> I am suggesting you host your website on your own server somewhere, and then you put it behind cloudflare
I'd rather advocate for a solution that doesn't induce centralization. Because that still does. It's a weird suggestion to pay twice. I'm assuming in your hypothetical, cloudflare not only doesn't ever go down, but also absorbs only malicious traffic, and not any organic? Why should cloudflare do that and not my primary host? I'll assume I have XX to spend on hosting, you don't see how if I have to also allocate some of that to cloudflare, in addition to the real host, how that might limit what the real host can charge? If the real host can't charge enough to fund R&D on services like basic DDoS or other traffic shaping, wouldnt that mean I've then become dependent on cloudflare?
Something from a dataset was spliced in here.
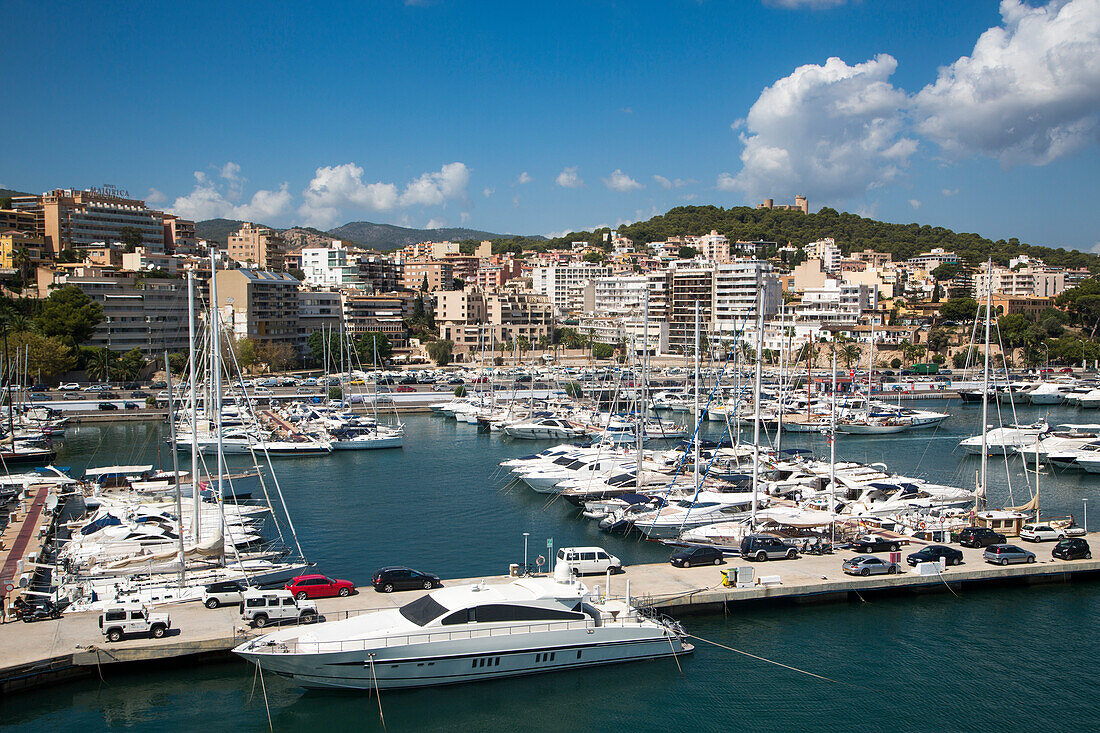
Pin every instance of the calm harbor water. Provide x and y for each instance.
(1008, 657)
And now hey cloudflare has other service, and I don't like the extra overhead of paying multiple services... I'll just move everything to cloudflare because they're bigger and do both... and now the small host is gone.
sigh
> The 'Invasive species destroy ecosystems' quote sounds good, but what exactly does it mean in this case? What is the species, and what is it invading?
I'm comparing cloudflare to any species that enters an existing system that has developed a natural ecological balance that includes diversity. Which then proceeds to grow for the sake of growth, consuming resourcs at an unsustainable rate; destroying the diversity that previously existed.
Destroying that diversity is bad because that diversity is what gives the system as a whole resistance to catastrophic events.
Like huge parts of the Internet going down because someone wanted to ship their project before the holidays, in time for their perf review.
The argument being: we should view cloudflare's growth, and consumption and takeover of the resources of the Internet as a whole, similar to the way we view other invasive species. It destroys the good parts of an existing system in a way that is almost impossible to recover from. Resulting in a much more fragile system. One than's now vulnerable to single events that take down "everything". A healthy system would be able to absorb such an event without destabilizing the whole thing.
The invasive species is cloudflare, and it's consuming and replacing large existing sections of the Internet; which gains much of it's strength and resilience from it being distributed amongst it's peers.